Altcoins remained muted, with ether (ETH), XRP, BNB, DOGE ($0.09970), and solana (SOL) flat to slightly lower, reflecting ongoing caution in the crypto market.
Crypto-related stocks posted modest gains, led by bitcoin miners CleanSpark (CLSK) and MARA (MARA), both up roughly 6%, while broader U.S. equities lagged—S&P 500 down 0.3%, Nasdaq 100 down 0.6%.
On the policy front, White House-hosted talks between crypto industry representatives and bankers showed incremental progress on a digital asset market structure bill, though no agreement has yet emerged.
The recent market downturn continues to surface risks. Chicago-based lender Blockfills is exploring a sale after a $75 million lending loss and a temporary suspension of client deposits and withdrawals. Investors remain wary of repeat failures like Celsius and FTX in 2022, though fallout so far appears contained.

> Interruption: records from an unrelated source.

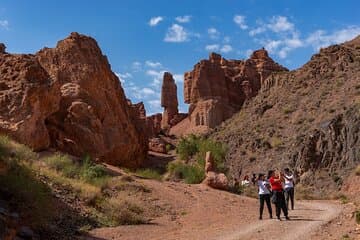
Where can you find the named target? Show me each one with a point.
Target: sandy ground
(199, 212)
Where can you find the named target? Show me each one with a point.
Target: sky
(144, 38)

Broader financial pressures persist. Private-equity firm Blue Owl (OWL) permanently restricted redemptions in its $1.7 billion retail-focused credit fund, sending shares down 6%, while Apollo Global (APO), Ares Capital (ARES), and Blackstone (BX) fell more than 5%. Geopolitical tensions add uncertainty, with the prospect of U.S. military action against Iran, while crude oil rose 2.8% to over $66 per barrel.

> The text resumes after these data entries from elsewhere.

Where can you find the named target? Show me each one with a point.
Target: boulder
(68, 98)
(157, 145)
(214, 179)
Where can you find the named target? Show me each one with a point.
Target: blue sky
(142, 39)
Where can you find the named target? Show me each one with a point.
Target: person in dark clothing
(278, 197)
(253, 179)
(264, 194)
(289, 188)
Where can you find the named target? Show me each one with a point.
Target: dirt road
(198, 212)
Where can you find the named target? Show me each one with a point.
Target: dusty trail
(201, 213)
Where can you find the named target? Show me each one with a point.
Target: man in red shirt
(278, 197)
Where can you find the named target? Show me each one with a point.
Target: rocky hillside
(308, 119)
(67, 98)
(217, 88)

Caution is also reflected in crypto derivatives. Jake Ostrovskis, head of OTC at Wintermute, noted that traders are buying downside protection while limiting upside participation—essentially paying for insurance against another drop while capping potential gains.
U.S. bitcoin ETF investors now hold an average cost basis near $84,000, leaving them with a 20% paper loss and exposed to potential capitulation selling if prices fall further. Total ETF holdings remain near peak levels, suggesting institutions are trimming exposure rather than exiting entirely.